Prior to the Ukraine crisis, American and European defence budgets – although very different in scale and size – were moving away from out-of-area operations and back to “closer to home” missions that focused on collective defence. Today, only four NATO allies spend 2% or more of their GDP on defense spending: the U.S., Greece, Estonia and the UK. Since 22 European countries are members of both the EU and NATO, the defence spending picture does not look particularly bright for CSDP either. Even if the totality of Euro-Atlantic defence spending was sufficient, it would need to be spent more wisely. European countries, like the U.S., spend on average more than 50% of their total defence expenditure on personnel costs, leaving capabilities procurement to bear the brunt of discretionary budget cuts.
The crisis in Ukraine has not yet altered Euro-Atlantic defence spending, although Poland as well as the Nordic and Baltic states are rapidly re-assessing their current defence expenditures. Ironically, the U.S. defense budget currently assumes cost savings from reducing its presence in Europe (the EUCOM budget for operations was just $127m in fiscal year 2013) and from the reduction in forces in Afghanistan. To underscore this fact, U.S. Assistant Secretary of Defense Derek Chollet recently noted at the Centre for Strategic and International Studies (CSIS) that he did “not foresee the defense budget changing dramatically” to support U.S. military operations in Europe. It seems likely that continued unrest in Eastern Europe will require the Obama administration to rethink its defence spending plans in the near-term.

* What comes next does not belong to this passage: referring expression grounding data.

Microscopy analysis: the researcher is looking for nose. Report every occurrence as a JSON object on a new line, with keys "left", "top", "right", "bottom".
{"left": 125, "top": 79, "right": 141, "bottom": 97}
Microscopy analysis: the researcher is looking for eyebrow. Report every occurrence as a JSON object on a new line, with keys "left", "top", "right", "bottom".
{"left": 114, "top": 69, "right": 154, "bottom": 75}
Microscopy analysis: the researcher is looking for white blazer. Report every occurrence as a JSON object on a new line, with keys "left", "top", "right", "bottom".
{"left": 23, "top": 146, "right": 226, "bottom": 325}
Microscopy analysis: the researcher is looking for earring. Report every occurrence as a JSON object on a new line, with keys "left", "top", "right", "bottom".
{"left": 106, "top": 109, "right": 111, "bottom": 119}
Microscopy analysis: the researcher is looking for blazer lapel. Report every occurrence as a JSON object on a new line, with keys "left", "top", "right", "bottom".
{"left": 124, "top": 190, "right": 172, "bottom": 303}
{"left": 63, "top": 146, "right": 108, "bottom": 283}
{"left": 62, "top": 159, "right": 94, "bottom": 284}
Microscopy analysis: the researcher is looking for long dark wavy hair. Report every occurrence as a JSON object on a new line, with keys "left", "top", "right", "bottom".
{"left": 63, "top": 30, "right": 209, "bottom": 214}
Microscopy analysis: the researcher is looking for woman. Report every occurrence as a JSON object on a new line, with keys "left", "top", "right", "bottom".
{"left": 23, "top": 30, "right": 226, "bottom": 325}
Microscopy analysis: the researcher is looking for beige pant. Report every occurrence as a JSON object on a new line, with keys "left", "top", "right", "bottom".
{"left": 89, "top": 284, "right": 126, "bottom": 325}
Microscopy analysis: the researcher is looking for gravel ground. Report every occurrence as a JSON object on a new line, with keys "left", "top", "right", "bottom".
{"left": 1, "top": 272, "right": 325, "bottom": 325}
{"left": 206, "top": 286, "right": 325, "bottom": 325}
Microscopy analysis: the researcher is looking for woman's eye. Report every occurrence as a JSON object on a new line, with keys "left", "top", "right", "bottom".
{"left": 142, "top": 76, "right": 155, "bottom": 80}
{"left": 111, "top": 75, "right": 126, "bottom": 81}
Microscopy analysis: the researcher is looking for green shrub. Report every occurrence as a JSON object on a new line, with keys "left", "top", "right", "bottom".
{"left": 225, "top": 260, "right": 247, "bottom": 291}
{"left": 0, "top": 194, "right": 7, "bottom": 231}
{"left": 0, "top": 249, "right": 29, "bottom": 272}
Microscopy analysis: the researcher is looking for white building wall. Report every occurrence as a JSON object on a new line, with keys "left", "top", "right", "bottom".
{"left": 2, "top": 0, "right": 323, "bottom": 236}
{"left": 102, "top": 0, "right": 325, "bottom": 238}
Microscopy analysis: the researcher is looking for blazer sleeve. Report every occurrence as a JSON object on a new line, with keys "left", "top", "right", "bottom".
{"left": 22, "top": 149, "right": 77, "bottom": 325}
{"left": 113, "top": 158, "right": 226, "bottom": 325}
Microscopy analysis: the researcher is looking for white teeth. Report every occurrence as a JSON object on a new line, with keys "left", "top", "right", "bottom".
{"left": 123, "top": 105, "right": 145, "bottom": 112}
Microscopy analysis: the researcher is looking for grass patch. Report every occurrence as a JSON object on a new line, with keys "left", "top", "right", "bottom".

Today, only four NATO allies spend 2% or more of their GDP on defense spending: the U.S., Greece, Estonia and the UK. Since 22 European countries are members of both the EU and NATO, the defence spending picture does not look particularly bright for CSDP either
In reality, having such different Euro-Atlantic security approaches may not necessarily be bad thing. As NATO focuses increasingly on its collective defence role, a more Africa-focused EU CSDP may become increasingly important in balancing NATO’s increased engagement in Eastern Europe. One particularly important development is the creation of regional Euro-Atlantic security approaches. This has already begun to occur in Northern Europe and the Baltic Sea region as illustrated by activities within the NORDEFCO (Nordic Defense Cooperation) framework, as countries with common political and economic cultures as well as a common threat assessment work more closely together. NORDEFCO also serves as a bridge between NATO and EU member states. Arguably, greater regionalisation could occur in the Mediterranean and Europe’s eastern borders, although this has yet to materialize.
It is hoped that the tragic events in Ukraine, NATO’s changing role and the continued evolution of CSDP will add the necessary urgency for the EU and NATO to engage in a strategic security dialogue to improve organisational complementarity, focus on regionalisation and, most importantly, re-examine Euro-Atlantic defence budgets.